Keywords: Bilateral, transtibial amputation, gait, center-of-mass, trunk
1.0 Introduction
Compared to unilateral transtibial amputees, bilateral transtibial amputee (BTA) gait has received relatively less attention and this has limited our understanding of the unique rehabilitation needs of these individuals [1]. Recent investigations have demonstrated that BTAs walk with substantially reduced self-selected speeds and increased step width compared to able-bodied individuals [2]. Furthermore, despite close to normal knee and hip joint kinematics during the swing phase of gait, these individuals display considerable hip-hiking [2]. These compensatory gait mechanisms may contribute to their increased metabolic cost, which is reportedly 1.3-2.2 times higher than able-bodied individuals [3-5]. Importantly, exaggerated upper body motions, such as lateral trunk sway and abducted arms, have been observed clinically. In order to inform prosthetic prescription guidelines and other rehabilitation interventions for ensuring safe and efficient mobility of these individuals, it is important to understand the role these upper body motions play during gait and their relationship with upright balance.

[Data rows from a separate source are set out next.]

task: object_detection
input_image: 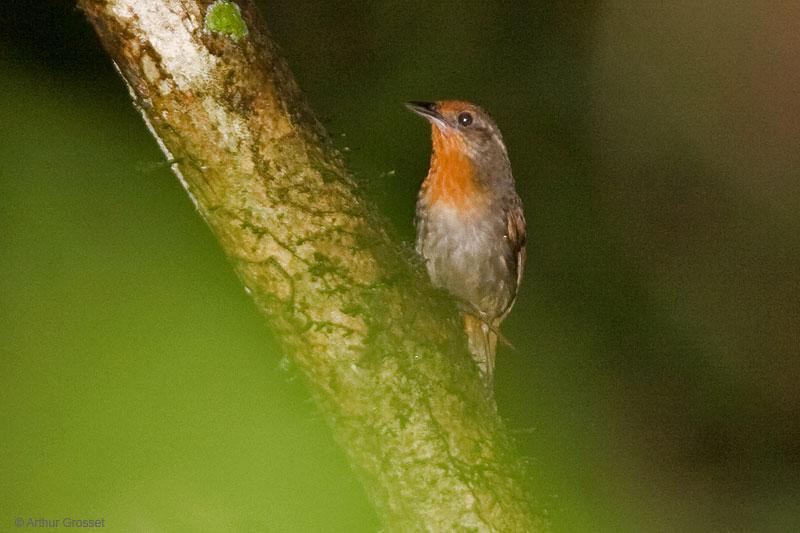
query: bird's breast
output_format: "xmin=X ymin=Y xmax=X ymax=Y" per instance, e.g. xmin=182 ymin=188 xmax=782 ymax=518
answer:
xmin=420 ymin=128 xmax=488 ymax=211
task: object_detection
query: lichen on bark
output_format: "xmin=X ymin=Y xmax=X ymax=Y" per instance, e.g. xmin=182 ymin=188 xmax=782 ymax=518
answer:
xmin=78 ymin=0 xmax=541 ymax=531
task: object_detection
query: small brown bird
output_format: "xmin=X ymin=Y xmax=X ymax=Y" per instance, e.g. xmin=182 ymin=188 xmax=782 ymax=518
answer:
xmin=406 ymin=100 xmax=525 ymax=390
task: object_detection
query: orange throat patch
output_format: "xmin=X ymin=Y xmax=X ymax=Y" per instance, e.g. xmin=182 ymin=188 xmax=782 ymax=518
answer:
xmin=422 ymin=125 xmax=484 ymax=210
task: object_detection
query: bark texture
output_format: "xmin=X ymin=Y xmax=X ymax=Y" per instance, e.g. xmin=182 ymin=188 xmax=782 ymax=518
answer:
xmin=78 ymin=0 xmax=538 ymax=531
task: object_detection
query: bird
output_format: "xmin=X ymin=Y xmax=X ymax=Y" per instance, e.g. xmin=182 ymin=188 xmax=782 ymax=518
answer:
xmin=406 ymin=100 xmax=526 ymax=386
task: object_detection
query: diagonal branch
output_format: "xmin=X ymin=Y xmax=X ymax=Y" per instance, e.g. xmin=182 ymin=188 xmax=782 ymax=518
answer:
xmin=78 ymin=0 xmax=535 ymax=531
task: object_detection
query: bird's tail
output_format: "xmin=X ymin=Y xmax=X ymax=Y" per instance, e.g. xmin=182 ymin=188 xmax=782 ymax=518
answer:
xmin=464 ymin=315 xmax=498 ymax=391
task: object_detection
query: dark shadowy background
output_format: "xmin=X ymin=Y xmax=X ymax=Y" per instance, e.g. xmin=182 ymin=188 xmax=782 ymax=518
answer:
xmin=0 ymin=0 xmax=800 ymax=531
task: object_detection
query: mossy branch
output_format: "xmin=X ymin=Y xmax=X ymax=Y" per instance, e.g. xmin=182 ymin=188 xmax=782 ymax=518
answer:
xmin=78 ymin=0 xmax=537 ymax=531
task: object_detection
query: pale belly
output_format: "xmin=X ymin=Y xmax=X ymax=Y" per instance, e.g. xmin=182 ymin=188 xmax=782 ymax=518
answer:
xmin=417 ymin=204 xmax=517 ymax=320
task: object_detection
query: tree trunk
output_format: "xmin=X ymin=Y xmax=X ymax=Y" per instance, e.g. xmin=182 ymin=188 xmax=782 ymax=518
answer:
xmin=78 ymin=0 xmax=540 ymax=531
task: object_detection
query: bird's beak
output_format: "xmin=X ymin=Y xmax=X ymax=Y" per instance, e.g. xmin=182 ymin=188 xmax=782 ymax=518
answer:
xmin=406 ymin=102 xmax=446 ymax=126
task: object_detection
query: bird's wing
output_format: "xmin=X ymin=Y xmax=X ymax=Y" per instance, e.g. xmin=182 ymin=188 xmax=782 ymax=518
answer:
xmin=503 ymin=198 xmax=526 ymax=316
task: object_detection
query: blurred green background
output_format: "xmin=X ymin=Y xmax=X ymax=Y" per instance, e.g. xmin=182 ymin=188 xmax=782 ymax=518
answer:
xmin=0 ymin=0 xmax=800 ymax=531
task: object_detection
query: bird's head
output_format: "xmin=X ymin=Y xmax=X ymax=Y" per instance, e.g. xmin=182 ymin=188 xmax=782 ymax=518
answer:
xmin=406 ymin=100 xmax=508 ymax=164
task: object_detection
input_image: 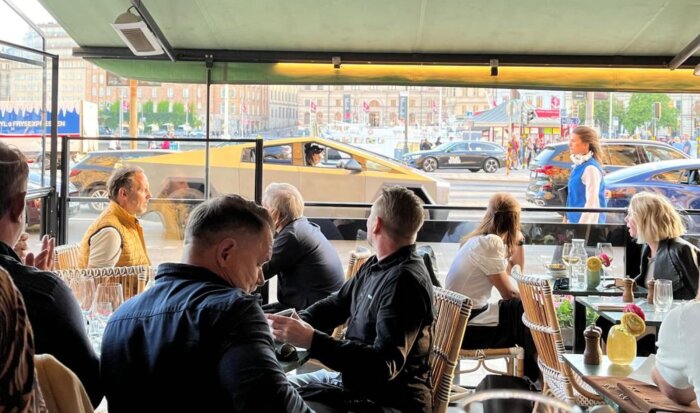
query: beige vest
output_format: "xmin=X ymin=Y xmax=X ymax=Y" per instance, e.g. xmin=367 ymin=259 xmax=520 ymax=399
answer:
xmin=80 ymin=201 xmax=151 ymax=268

Upright balance during gait is of significant concern as lower limb amputees are at an increased fall risk, and hence fall-related injuries, compared to able-bodied individuals. Indeed, 52.4% of community-dwelling unilateral lower limb amputees reported at least one fall within the past year [6] and have reduced balance confidence [7]. This increased fall risk is a function of reduced capability to produce rapid compensatory movements to maintain the body center-of-mass (BCoM) within the base-of-support (BoS) [8, 9], resulting from diminished sensory feedback [10-13], reduced muscle strength [14, 15], and inability to actively adjust the mechanical behavior of the prosthesis (i.e., joint movement and impedance) [9, 16-20]. BTAs are at a further disadvantage as they lack additional compensatory mechanisms otherwise provided by the sound limb.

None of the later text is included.